Universality class of isotropic on-lattice Eden clusters

TL;DR

This paper introduces an extended Eden model with a power-law growth probability to eliminate lattice anisotropy effects, revealing KPZ universality in on-lattice Eden clusters through large-scale simulations.

Contribution

The study demonstrates that adjusting growth probability in the Eden model can recover KPZ universality class behavior in on-lattice clusters.

Findings

Lattice anisotropy causes linear growth of interface width.

Proper power-law growth probability removes anisotropy effects.

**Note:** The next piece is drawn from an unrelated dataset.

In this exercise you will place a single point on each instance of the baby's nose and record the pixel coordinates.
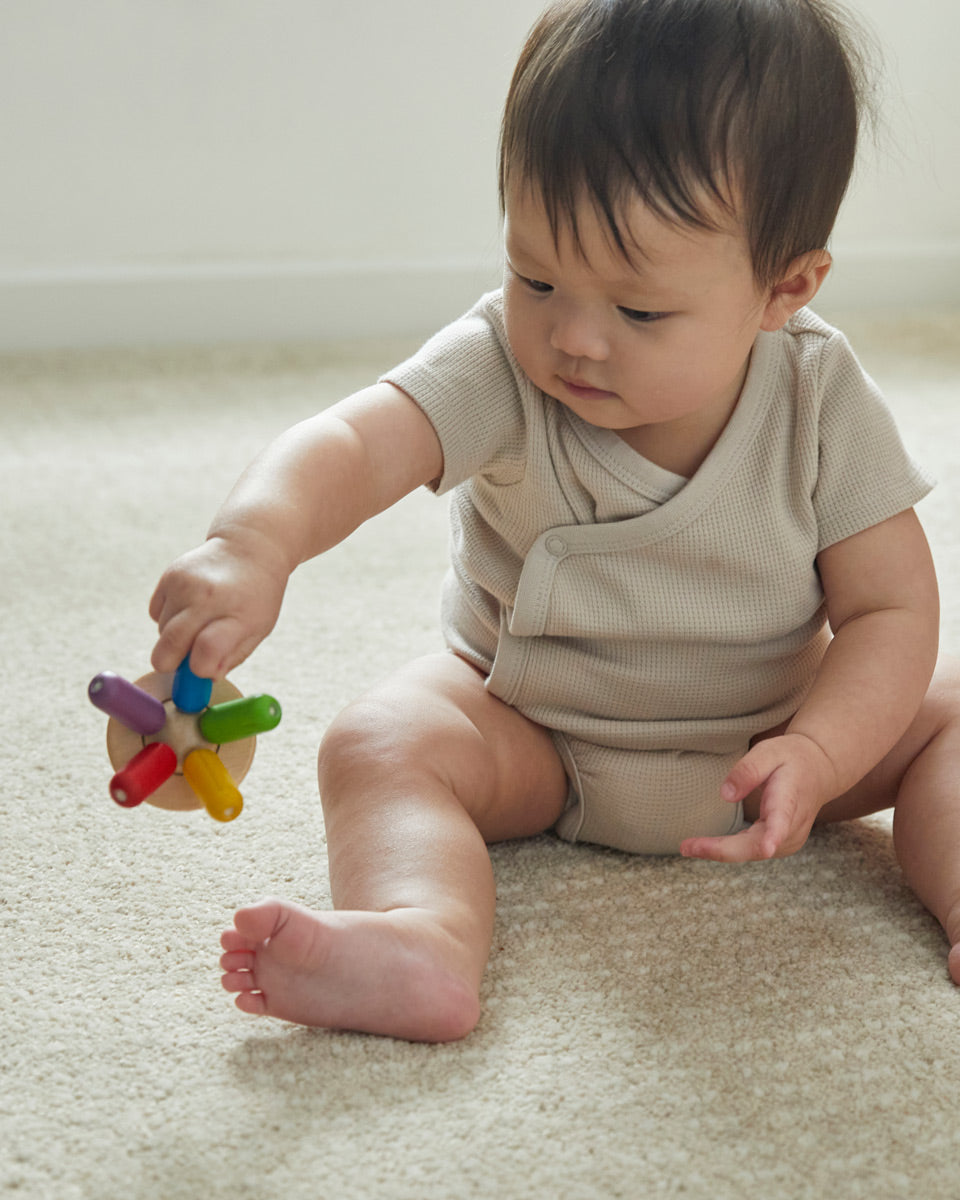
(579, 336)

Cluster growth aligns with KPZ universality class after modification.

Abstract

The shape of large on-lattice Eden clusters grown from a single seed is ruled by the underlying lattice anisotropy. This is reflected on the linear growth with time of the interface width ($w\sim t$), in contrast with the KPZ universality class ($w\sim t^{1/3}$) observed when the Eden model is grown on flat substrates. We propose an extended Eden model, in which the growth probability has a power law dependence with the number of occupied nearest neighbors. Large scale simulations ($N\gtrsim 4\times 10^9$ particles) were used to determine the time evolution of $w$. We found that a suitable choice of the power exponent removes the lattice-induced cluster anisotropy and provides a growth exponent in very good agreement with the KPZ universality class. Also, the present model corroborates the results found in off-lattice simulations, in which the center of mass fluctuations are considered in the interface scaling analysis.